Nicholas Daley and The Glenlivet unveil heritage-inspired resort capsule
Daley’s resort capsule for The Glenlivet turns Scottish tartan and Jamaican color into a wearable world, extending the whisky label’s Beyond Speyside story into 2026.

Nicholas Daley has built his latest resort capsule for The Glenlivet like a cross-continental mood board with tailoring in it. The designer pulled bespoke materials from Scotland and Jamaica, then had the pieces made in the United Kingdom, turning heritage into something tactile rather than decorative. The result is a limited-edition drop that treats shared identity, not logo placement, as the luxury proposition.
The collaboration grows out of The Glenlivet’s Jamaica Edition, the first release in its new Beyond Speyside series. That whisky was finished in casks that previously held Jamaican rum and is positioned around coconut, pineapple, caramel, mango, green apple, vanilla and toffee notes, a profile meant to move the brand beyond its Speyside roots without severing them. Daley, who styled the Jamaica Edition campaign, said his dual heritage drives his work, and The Glenlivet’s behind-the-scenes material says he translated that idea into clothing through Scottish patterns and textiles paired with Jamaican colors and silhouettes. The Glenlivet has also said the partnership will continue into 2026, when a Glenlivet tartan capsule is set to follow.
What gives the project weight is Daley’s fit for the brief. He graduated from Central Saint Martins in 2013, launched his namesake label in 2015 and was a finalist for the 2020 LVMH Prize. His work has long occupied the space where craftsmanship, bespoke textiles and multicultural British identity meet, so a resort capsule anchored in Scottish and Jamaican references feels like an extension of his vocabulary rather than a branded detour. In that sense, The Glenlivet is borrowing more than a designer’s name. It is borrowing his ability to make heritage look contemporary.

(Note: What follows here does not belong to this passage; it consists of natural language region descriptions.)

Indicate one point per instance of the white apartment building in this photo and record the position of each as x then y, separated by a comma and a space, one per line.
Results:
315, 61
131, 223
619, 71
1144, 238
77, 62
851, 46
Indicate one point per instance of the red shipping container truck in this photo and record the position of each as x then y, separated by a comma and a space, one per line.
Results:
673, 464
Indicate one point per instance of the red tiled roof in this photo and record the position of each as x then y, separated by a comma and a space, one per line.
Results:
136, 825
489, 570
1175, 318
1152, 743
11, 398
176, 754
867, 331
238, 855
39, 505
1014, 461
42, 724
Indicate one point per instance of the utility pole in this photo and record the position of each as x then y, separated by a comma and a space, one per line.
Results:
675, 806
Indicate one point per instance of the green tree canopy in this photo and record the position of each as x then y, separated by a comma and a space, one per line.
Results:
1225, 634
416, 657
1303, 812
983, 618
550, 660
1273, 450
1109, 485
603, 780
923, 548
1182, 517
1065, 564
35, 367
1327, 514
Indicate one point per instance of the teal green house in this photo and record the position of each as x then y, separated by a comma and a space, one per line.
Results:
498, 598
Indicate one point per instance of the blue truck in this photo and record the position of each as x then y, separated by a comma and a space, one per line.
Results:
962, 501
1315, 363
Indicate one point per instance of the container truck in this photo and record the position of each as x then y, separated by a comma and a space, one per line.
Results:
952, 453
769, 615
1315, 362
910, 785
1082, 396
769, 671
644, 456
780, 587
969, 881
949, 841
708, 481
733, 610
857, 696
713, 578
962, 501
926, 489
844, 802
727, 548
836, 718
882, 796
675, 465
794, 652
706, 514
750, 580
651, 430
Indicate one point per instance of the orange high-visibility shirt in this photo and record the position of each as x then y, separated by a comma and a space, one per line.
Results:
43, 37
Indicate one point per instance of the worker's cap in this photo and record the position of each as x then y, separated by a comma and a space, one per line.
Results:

That matters because cross-category collaborations land best when they build a coherent world. Too many fashion-and-luxury tie-ups stop at surface-level merchandise. Daley and The Glenlivet have taken the harder route, using whisky as a cultural prompt and clothing as the narrative medium. The Glenlivet has even linked the project to recovery efforts in Jamaica after a devastating hurricane, adding another layer of responsibility to a collection that already trades in place, memory and craft. For fashion, the lesson is clear: spirits branding now offers a model for storytelling that feels rooted, specific and emotionally legible.